Porém, o filme não se restringe a uma sucessão de tentativas de convencer Clara a vender seu apartamento. Na essência, há um empenho enorme em desenvolver a personalidade dessa protagonista, para entendermos seus motivos para permanecer no local. Então, descobrimos que nostalgia é muito cara para ela, e a montagem de fotos em preto e branco do alto de Recife, durante os créditos, já começa a construir essa ideia.
Nostalgia
A primeira parte do filme se passa em 1980, em uma animada festa nesse apartamento, cheia de gente para comemorar o aniversário da sua tia Lúcia. Clara acaba de passar por um tratamento de câncer de mama. Habilmente, Kleber Mendonça Filho coloca uma transição do apartamento lotado de amigos e familiares dançando para o mesmo plano com o local vazio, nos dias atuais. Os únicos elementos que continuam são Clara e a mesma música, que ela ouve em um toca-discos, revelando o vínculo nostálgico da personagem, que ainda é reforçado por um pôster do filme Barry Lyndon, de 1975, e a enorme coleção de LPs que ela mantém.
Sua solidão é quebrada pelo convívio diário com sua empregada doméstica Ladjane e pelas habituais idas à praia, onde pratica atividades em grupo, entra na água e mantém uma amizade com o salva-vidas Roberval. Somente perto do meio do filme é que conhecemos os filhos de Clara, em um encontro que se assemelha à reunião de condomínio de O Som ao Redor. Os filhos, principalmente Ana Paula, insistem para que Clara ceda às pressões da empreiteira e venda o apartamento, o que acaba numa discussão acalorada.
Músicas
Aquarius desfila uma bela coleção de músicas, principalmente dos anos 1970, época mais marcante na vida de Clara. Além de MPB, canções do Queen também estão na trilha sonora da protagonista.

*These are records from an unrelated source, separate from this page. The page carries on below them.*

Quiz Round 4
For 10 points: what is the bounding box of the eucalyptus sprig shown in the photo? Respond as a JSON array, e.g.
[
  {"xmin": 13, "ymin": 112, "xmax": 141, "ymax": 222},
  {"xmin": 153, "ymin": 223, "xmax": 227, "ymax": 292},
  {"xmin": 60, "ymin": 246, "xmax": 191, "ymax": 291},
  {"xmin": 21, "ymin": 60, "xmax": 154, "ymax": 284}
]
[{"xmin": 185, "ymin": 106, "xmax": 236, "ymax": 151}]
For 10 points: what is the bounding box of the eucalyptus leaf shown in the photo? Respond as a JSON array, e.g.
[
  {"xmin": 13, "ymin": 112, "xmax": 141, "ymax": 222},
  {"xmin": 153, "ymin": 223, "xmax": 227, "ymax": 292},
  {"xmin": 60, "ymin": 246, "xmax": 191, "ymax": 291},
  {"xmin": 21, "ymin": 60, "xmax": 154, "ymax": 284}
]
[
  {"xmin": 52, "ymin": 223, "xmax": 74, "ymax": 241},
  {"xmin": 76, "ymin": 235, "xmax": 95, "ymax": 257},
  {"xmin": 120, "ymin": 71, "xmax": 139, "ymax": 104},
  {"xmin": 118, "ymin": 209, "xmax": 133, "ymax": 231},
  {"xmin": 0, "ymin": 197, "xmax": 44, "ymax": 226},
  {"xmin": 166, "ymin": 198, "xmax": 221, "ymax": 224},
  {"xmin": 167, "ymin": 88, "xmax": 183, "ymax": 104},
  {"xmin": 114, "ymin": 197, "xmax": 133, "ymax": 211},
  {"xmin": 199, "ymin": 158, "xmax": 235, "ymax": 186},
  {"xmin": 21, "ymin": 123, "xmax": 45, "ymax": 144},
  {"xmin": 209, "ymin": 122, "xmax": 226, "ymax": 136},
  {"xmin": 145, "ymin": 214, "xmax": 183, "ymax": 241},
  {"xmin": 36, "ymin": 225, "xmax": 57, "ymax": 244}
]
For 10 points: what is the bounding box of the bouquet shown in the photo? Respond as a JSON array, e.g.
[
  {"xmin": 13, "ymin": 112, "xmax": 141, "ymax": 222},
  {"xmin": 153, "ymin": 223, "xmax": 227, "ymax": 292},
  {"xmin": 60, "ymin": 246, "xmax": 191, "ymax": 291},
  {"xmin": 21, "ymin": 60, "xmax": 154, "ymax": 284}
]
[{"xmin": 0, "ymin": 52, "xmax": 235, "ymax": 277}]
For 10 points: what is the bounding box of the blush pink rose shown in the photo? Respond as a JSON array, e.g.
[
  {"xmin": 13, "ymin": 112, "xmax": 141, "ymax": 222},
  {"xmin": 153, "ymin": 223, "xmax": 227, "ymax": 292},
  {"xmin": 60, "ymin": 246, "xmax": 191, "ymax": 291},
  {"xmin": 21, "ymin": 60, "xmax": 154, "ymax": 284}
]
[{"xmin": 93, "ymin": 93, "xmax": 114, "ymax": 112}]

Mas, se as músicas ajudam na fluência do filme, Kleber Mendonça Filho contra-ataca com vários elementos que causam a estranheza que já vimos antes no seu primeiro filme. Alguns planos não são convencionais. Afinal, a câmera enquadra detalhes do condomínio de Clara que normalmente não entram num filme, como cantos e paredes nada bonitos fotograficamente, e até um rápido plano do neto de Clara cheio de cocô sendo limpado pela mãe. Além disso, há várias sequências que não movem a narrativa, mas que são essenciais na construção da personagem principal. Por exemplo, a relação de afeto de Clara com o sobrinho e a festa de aniversário de Ladjane.
O momento mais autoral, contudo, encontramos na cena final. Ela conclui o filme antes de apresentar a solução definitiva da trama, deixada por contra do espectador. Mesmo assim, o filme Aquarius possui uma abordagem mais direta da sua história, diferente da alegoria presente em O Som ao Redor. Por isso, Aquarius pode ser digerido com mais facilidade pelo público, principalmente por contar com uma estupenda atuação de Sônia Braga. A atriz é um verdadeiro furacão na tela em sua luta solitária contra os poderosos, favorecida por um personagem tão eficientemente construído que nos solidarizamos com seus motivos para permanecer em seu apartamento.
Ficha técnica:
Aquarius (2016) Brasil. Brasil/França. 146 min. Dir/Rot: Kleber Mendonça Filho. Elenco: Sônia Braga, Maeve Jinkings, Irandhir Santos, Humberto Carrão, Zoraide Coleto, Carla Ribas, Fernando Teixeira, Buda Lira, Paula De Renor, Barbara Colen, Daniel Porpino, Pedro Queiroz, Germano Melo, Julia Bernat, Thaia Perez.